Das Aktionsbündnis Schule hat vor der Landespressekonferenz seine Haltung zur aktuellen Schulpolitik dargelegt.Unsere Vorsitzende führte dazu aus:
Karoline Pinkert
Sprechzettel (PK des „Aktionsbündnisses Schule“, 18. Mai 2005)
1. In den Dutzenden von Bildungsforen kristallisierten sich wesentliche Erwartungen an eine neue Landesregierung heraus.
2. Eine pädagogisch zufriedenstellende Unterrichtsver-sorgung ist für Eltern Dreh- und Angelpunkt aller Bemühungen um mehr Schul- und Unterrichtsqualität. Zusätzliche Lehrerstellen sind dringend erforderlich.
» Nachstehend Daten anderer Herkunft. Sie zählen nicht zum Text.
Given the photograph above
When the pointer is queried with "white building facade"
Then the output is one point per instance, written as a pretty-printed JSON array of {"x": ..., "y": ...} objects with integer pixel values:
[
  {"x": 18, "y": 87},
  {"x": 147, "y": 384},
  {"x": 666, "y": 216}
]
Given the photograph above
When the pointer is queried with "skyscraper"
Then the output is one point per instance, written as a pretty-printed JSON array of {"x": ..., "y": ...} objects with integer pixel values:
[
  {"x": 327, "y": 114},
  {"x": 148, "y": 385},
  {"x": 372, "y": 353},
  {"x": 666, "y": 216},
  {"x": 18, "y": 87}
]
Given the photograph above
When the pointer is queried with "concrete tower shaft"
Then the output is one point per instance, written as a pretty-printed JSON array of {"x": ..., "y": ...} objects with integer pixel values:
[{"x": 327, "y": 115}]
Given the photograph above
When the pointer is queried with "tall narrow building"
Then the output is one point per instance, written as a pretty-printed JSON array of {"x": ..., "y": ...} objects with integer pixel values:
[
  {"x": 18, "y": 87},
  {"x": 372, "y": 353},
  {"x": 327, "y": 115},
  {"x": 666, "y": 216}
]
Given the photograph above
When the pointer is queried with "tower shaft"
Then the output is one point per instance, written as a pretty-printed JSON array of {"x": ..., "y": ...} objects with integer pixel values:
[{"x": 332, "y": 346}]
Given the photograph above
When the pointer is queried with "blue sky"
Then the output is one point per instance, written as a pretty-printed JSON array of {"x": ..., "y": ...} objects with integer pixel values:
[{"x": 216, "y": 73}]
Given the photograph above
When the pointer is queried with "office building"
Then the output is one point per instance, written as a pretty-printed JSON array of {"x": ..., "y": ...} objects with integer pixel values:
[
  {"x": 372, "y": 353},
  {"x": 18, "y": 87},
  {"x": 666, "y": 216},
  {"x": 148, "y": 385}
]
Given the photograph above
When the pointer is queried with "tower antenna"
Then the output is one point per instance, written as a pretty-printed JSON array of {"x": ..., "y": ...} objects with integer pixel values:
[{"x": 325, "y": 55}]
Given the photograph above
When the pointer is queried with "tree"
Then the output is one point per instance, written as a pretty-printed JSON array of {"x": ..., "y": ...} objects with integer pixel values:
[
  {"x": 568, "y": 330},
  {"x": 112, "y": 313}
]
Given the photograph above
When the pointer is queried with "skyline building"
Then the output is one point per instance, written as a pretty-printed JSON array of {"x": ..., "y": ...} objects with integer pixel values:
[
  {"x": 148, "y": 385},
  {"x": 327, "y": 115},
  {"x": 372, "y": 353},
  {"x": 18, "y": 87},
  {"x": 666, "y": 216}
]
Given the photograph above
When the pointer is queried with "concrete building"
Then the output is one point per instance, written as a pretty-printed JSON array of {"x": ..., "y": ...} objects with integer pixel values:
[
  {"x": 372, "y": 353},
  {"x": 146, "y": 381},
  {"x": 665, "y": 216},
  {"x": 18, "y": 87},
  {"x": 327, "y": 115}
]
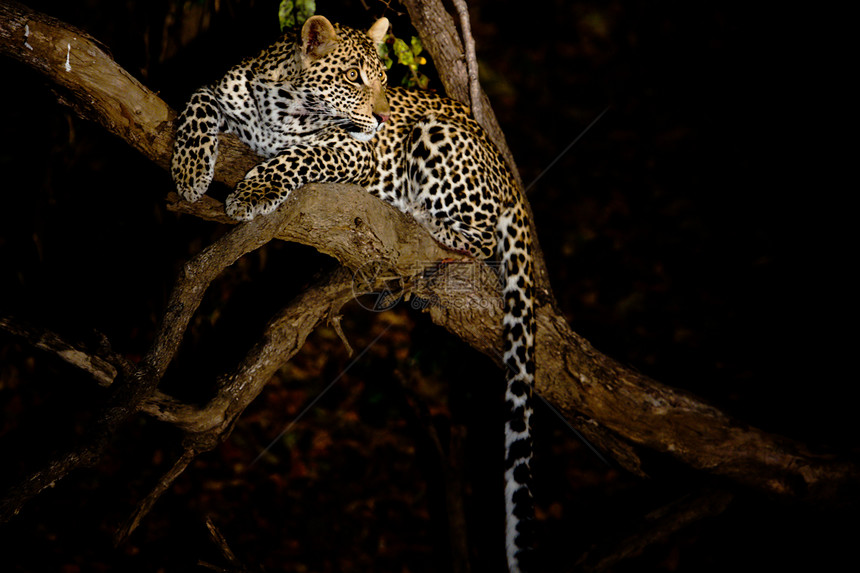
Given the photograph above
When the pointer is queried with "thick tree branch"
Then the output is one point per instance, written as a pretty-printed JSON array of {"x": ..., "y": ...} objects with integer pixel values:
[{"x": 355, "y": 228}]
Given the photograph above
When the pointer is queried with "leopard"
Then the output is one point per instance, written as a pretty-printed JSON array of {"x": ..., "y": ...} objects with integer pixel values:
[{"x": 317, "y": 106}]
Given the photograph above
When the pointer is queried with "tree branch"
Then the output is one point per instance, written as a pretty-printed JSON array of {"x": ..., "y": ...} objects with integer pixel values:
[{"x": 589, "y": 388}]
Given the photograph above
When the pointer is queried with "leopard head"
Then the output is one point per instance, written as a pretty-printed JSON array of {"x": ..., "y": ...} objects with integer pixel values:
[{"x": 341, "y": 73}]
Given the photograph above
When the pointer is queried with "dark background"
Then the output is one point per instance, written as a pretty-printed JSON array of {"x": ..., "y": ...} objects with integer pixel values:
[{"x": 700, "y": 232}]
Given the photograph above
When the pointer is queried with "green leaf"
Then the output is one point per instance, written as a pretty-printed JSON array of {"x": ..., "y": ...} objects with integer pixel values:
[{"x": 293, "y": 13}]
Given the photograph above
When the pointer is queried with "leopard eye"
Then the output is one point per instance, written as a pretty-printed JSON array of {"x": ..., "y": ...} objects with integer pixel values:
[{"x": 352, "y": 74}]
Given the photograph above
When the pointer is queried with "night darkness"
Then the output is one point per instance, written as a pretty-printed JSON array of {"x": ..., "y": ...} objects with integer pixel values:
[{"x": 698, "y": 232}]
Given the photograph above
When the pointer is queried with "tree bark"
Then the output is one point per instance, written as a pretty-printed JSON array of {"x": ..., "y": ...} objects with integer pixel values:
[{"x": 617, "y": 408}]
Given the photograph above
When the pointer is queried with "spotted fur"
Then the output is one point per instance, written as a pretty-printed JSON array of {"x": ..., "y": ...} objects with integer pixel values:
[{"x": 316, "y": 104}]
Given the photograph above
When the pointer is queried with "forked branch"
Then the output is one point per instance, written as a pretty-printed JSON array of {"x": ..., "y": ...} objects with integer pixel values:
[{"x": 619, "y": 408}]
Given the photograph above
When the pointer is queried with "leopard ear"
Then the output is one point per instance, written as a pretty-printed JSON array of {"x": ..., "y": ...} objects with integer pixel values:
[
  {"x": 318, "y": 37},
  {"x": 378, "y": 30}
]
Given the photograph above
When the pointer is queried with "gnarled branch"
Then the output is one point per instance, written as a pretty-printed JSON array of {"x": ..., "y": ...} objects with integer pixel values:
[{"x": 614, "y": 405}]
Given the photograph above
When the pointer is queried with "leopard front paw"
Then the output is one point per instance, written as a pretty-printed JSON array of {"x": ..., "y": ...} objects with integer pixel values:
[
  {"x": 196, "y": 147},
  {"x": 252, "y": 198},
  {"x": 191, "y": 176}
]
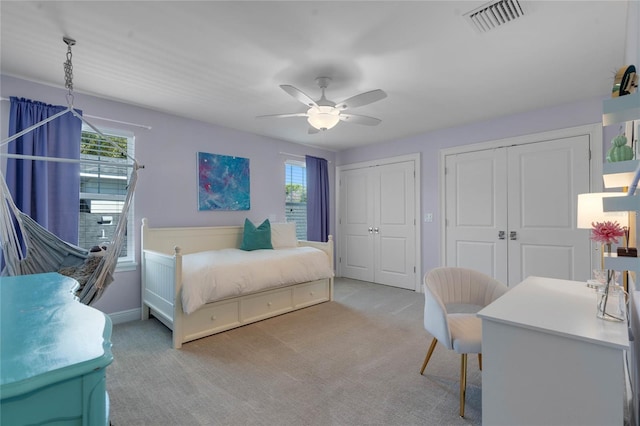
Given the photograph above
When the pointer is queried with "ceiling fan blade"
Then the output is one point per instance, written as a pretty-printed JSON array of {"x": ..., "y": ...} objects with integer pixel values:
[
  {"x": 299, "y": 95},
  {"x": 360, "y": 119},
  {"x": 294, "y": 114},
  {"x": 362, "y": 99}
]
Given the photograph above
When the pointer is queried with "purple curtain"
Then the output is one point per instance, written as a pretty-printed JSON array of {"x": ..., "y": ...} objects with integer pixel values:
[
  {"x": 47, "y": 191},
  {"x": 317, "y": 199}
]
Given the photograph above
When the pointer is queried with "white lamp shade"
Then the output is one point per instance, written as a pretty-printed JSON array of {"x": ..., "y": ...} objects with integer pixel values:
[
  {"x": 590, "y": 210},
  {"x": 323, "y": 117}
]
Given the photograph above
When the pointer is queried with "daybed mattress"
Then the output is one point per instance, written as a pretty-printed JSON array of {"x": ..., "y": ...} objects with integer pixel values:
[{"x": 219, "y": 274}]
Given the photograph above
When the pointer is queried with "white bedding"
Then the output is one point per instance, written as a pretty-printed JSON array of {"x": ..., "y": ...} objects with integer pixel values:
[{"x": 218, "y": 274}]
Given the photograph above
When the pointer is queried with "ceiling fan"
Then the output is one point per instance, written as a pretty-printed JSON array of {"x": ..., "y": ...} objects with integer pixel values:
[{"x": 324, "y": 114}]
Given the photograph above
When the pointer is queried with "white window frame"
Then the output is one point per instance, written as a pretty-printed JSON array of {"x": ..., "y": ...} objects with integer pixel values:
[
  {"x": 299, "y": 226},
  {"x": 125, "y": 263}
]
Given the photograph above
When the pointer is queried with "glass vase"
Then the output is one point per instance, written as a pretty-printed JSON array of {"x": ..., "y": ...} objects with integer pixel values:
[{"x": 611, "y": 300}]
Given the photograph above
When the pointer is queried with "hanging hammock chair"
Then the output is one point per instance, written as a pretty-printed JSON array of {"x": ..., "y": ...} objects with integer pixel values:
[{"x": 45, "y": 252}]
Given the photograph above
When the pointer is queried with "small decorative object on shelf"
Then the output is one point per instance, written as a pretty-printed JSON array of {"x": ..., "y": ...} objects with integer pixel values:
[
  {"x": 619, "y": 150},
  {"x": 627, "y": 251},
  {"x": 626, "y": 81}
]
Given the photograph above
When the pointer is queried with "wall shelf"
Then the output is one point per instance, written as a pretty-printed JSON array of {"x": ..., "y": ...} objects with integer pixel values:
[
  {"x": 619, "y": 174},
  {"x": 620, "y": 109}
]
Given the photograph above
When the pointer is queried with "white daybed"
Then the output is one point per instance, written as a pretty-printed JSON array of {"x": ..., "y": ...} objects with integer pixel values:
[{"x": 162, "y": 255}]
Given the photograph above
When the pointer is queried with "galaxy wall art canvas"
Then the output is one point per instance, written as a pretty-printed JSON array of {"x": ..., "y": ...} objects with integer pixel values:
[{"x": 223, "y": 182}]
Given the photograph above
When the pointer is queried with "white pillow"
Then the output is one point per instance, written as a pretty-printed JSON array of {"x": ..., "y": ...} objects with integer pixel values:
[{"x": 283, "y": 235}]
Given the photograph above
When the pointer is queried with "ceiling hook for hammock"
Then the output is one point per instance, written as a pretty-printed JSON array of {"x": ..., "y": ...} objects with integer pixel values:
[{"x": 68, "y": 70}]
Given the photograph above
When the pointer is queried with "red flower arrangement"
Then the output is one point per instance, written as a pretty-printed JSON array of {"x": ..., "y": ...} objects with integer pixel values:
[{"x": 606, "y": 232}]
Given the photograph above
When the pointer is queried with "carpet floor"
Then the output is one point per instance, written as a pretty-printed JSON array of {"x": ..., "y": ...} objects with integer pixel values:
[{"x": 352, "y": 361}]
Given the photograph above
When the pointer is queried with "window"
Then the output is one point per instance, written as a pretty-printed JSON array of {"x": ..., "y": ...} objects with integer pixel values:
[
  {"x": 104, "y": 178},
  {"x": 295, "y": 186}
]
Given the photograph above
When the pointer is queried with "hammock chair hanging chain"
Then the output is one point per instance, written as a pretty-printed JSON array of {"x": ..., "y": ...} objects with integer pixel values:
[{"x": 68, "y": 70}]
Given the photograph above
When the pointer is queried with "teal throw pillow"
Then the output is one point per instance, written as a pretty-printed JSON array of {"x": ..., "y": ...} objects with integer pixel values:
[{"x": 256, "y": 238}]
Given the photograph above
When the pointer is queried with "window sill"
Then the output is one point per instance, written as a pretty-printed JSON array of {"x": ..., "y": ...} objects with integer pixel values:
[{"x": 126, "y": 265}]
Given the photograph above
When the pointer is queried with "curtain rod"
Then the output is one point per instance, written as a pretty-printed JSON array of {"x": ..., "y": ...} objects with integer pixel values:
[
  {"x": 296, "y": 155},
  {"x": 106, "y": 119},
  {"x": 63, "y": 160}
]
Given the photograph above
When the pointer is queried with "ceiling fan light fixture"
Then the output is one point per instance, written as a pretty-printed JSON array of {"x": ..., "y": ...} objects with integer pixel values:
[{"x": 323, "y": 117}]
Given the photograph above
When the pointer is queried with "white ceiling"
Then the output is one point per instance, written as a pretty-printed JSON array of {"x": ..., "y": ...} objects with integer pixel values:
[{"x": 222, "y": 62}]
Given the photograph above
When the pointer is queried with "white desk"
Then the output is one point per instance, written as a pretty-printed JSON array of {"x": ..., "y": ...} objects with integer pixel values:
[{"x": 548, "y": 360}]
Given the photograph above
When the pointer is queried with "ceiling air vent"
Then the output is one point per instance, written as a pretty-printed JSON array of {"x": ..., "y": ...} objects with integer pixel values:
[{"x": 494, "y": 14}]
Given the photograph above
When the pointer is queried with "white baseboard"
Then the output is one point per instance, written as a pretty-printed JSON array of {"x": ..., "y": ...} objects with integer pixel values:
[{"x": 125, "y": 316}]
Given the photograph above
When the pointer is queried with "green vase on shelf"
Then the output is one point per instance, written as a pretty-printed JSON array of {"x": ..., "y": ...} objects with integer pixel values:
[{"x": 619, "y": 150}]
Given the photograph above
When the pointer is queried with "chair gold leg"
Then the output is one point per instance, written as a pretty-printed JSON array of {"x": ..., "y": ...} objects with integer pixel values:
[
  {"x": 429, "y": 352},
  {"x": 463, "y": 383}
]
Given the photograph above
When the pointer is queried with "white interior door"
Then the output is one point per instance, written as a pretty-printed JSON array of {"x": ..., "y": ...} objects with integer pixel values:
[
  {"x": 545, "y": 179},
  {"x": 394, "y": 225},
  {"x": 511, "y": 211},
  {"x": 356, "y": 224},
  {"x": 378, "y": 224},
  {"x": 476, "y": 212}
]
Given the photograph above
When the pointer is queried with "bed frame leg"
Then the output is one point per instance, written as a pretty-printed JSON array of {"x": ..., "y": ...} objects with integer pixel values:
[{"x": 144, "y": 313}]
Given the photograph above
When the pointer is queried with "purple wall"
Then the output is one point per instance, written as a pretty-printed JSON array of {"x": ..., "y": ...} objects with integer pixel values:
[
  {"x": 166, "y": 192},
  {"x": 430, "y": 144}
]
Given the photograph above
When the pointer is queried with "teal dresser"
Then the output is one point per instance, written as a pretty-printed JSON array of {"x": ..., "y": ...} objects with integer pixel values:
[{"x": 53, "y": 354}]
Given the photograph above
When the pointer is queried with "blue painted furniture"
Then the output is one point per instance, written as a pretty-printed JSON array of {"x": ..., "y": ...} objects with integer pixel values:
[{"x": 53, "y": 354}]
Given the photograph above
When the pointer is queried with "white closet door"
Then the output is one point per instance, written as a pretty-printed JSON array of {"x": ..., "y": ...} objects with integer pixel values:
[
  {"x": 511, "y": 212},
  {"x": 544, "y": 180},
  {"x": 394, "y": 225},
  {"x": 356, "y": 224},
  {"x": 377, "y": 223},
  {"x": 476, "y": 211}
]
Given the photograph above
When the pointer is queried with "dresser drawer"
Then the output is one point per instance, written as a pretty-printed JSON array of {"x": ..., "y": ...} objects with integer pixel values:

3. Die Sorgen, Ängste im Zusammenhang mit zentralen Prüfungen verlangen rechtzeitige und zufriedenstellende Informationen.
4. Individuelle Förderung und Unterstützung erfordert u.a. mehr Diagnosekompetenz der Lehrkräfte, kleinere Klassen und Kurse und Lehrkräfte, die sich frühzeitig um Versetzungsgefährdete kümmern können.
5. An der Zahl der Reformprojekte zur Qualitätsentwicklung, -sicherung und -steigerung mangelt es nicht. Doch muss der Maßstab ihr Beitrag zum “Kerngeschäft” Schule sein, nämlich zum Unterrichten und Erziehen.
6. Wenn immer mehr Arbeit auf Lehrerinnen und Lehrer verlagert wird, wächst die Belastungsspirale. Darunter leidet die Motivation.
7. Um der Gefahr der regionalen Einmischung und Politisierung zu begegnen, muss die Schulaufsicht auf einer mittleren Verwaltungsebene angesiedelt werden.
8. Schulpolitik muss - dies gilt - vor allem für die nächste Landesregierung - auf Verlässlichkeit und Nachhaltigkeit angelegt sein. Wir erwarten Rechtssicherheit, Kontinuität, vor allem aber Glaubwürdigkeit.
Schulpolitische Weichenstellungen dürfen nur im Dialog mit allen an Schule Beteiligten erfolgen.